Turkey Day nonprofit mobilizes for 26th year | South Whidbey Record

The volunteers behind Mobile Turkey Unit are already looking ahead to Thanksgiving.

Before the leaves begin to fall and a chill enters the air, the volunteers behind Mobile Turkey Unit are already looking ahead to Thanksgiving.

Every year, somewhere between 150 to 200 volunteers prepare and deliver 700 homemade Thanksgiving Day meals free of charge, no questions asked to people living on South and Central Whidbey. Meal recipients include the elderly, the ill and disabled, low-income and unemployed people, and others working on the holiday. Volunteer sign-ups, which opened Oct. 1, filled before the month even ended.

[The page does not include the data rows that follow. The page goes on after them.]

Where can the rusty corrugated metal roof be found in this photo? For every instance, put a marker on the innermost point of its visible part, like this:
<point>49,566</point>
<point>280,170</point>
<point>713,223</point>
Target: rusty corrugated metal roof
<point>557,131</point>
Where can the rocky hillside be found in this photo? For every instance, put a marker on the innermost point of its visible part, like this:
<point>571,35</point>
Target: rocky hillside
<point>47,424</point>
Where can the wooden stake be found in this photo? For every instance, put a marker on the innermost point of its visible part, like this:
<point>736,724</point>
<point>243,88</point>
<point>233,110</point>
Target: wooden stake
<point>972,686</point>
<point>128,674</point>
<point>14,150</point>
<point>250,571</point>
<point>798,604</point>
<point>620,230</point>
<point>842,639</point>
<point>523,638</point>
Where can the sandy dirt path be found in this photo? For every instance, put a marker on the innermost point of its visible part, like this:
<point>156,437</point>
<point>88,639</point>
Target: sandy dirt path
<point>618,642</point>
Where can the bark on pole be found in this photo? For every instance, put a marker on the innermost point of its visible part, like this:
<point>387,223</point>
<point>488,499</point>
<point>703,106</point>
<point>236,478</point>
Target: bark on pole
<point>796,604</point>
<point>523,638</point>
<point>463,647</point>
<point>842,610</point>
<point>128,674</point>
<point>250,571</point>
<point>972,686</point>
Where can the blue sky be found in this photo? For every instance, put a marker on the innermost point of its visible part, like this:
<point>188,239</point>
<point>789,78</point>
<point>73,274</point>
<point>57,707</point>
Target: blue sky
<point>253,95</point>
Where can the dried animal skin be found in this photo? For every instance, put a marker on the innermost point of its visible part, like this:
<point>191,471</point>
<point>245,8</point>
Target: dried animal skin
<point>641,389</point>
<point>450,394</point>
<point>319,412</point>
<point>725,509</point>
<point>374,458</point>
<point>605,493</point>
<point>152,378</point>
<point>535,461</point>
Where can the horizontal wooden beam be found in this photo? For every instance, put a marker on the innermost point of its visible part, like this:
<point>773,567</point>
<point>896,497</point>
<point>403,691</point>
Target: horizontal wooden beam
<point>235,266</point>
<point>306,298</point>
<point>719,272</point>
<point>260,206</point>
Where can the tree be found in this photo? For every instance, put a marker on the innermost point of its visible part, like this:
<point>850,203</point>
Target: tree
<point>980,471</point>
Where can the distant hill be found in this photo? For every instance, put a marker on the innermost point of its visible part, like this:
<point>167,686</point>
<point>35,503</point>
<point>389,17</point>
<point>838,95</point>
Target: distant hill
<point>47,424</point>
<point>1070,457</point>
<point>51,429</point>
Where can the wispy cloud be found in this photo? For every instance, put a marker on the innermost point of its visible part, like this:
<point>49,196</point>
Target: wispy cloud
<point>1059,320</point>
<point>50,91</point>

"It's just a part of their Thanksgiving celebration to be part of the Mobile Turkey Unit. A lot of us feel that way," Clinton resident Helen Price Johnson said. She and her husband, Dave Johnson, are co-presidents of the nonprofit's board and the head organizers this year.

Mobile Turkey Unit does Thanksgiving Day on a large scale; Johnson expects to cook 36 turkeys, 300 pounds of mashed potatoes and seven trays of stuffing. After so many years, assembly of the meals is down to a science.

"We're cleaned up and home by 10:30, 11 o'clock," Johnson said of volunteering on Thanksgiving Day.

The need in the community has also grown immensely. When they first started volunteering around a decade ago, Johnson recalled, about half as many meals were made as now.

Many people who receive a dinner personally get a phone call from South Whidbey resident Gwendine Norton, who takes care of all the meal orders. Recipients of past years get a postcard in the mail asking if they would like to receive a meal this year.

"It just makes you smile," she said of the messages she gets back from people.

If they don't answer, Norton follows up with a call to make sure the postcard didn't get lost in the mail.

"I've never actually met her, but we have good conversations," Greenbank resident Gary Hammer said.

For the past four years, Hammer has ordered meals for himself and his wife. The generous portions usually arrive, still warm, before noon on Thanksgiving Day.

"It's a better Thanksgiving dinner than I could ever make," he said with a laugh.

For people like the Hammers who aren't expecting a lot of company over the holiday, Mobile Turkey Unit provides a solution.

"It's a wonderful program and a real godsend of a service for a lot of people who are going to be alone on Thanksgiving but can get a turkey dinner," he said.

Terre Greenwood, who lives in the Langley area, has also had the opportunity to receive a meal during the years she wasn't able to volunteer. During one memorable year at home, her delivery drivers dressed up as turkeys.

"That was quite delightful," Greenwood said. "They were having so much fun."

She added, "They're good meals and I'm in my 70s that I've made enough turkey meals in my life that I appreciate not having to cook."

As a volunteer, Greenwood has cut a lot of pies and served more potatoes than she can count.

"It's such a well-oiled machine," she said of Mobile Turkey Unit. "Those who have organized it, it just gets better and better every year."

Meals must be ordered by 7 p.m. on Thursday, Nov. 21. Visit mobileturkeyunit.com/request-a-meal/ for more information. Questions can be directed to [email protected].

For those with no permanent address, meals will be given out at the Chevron Shortstop in Freeland and Mobil - Naomi's in Clinton.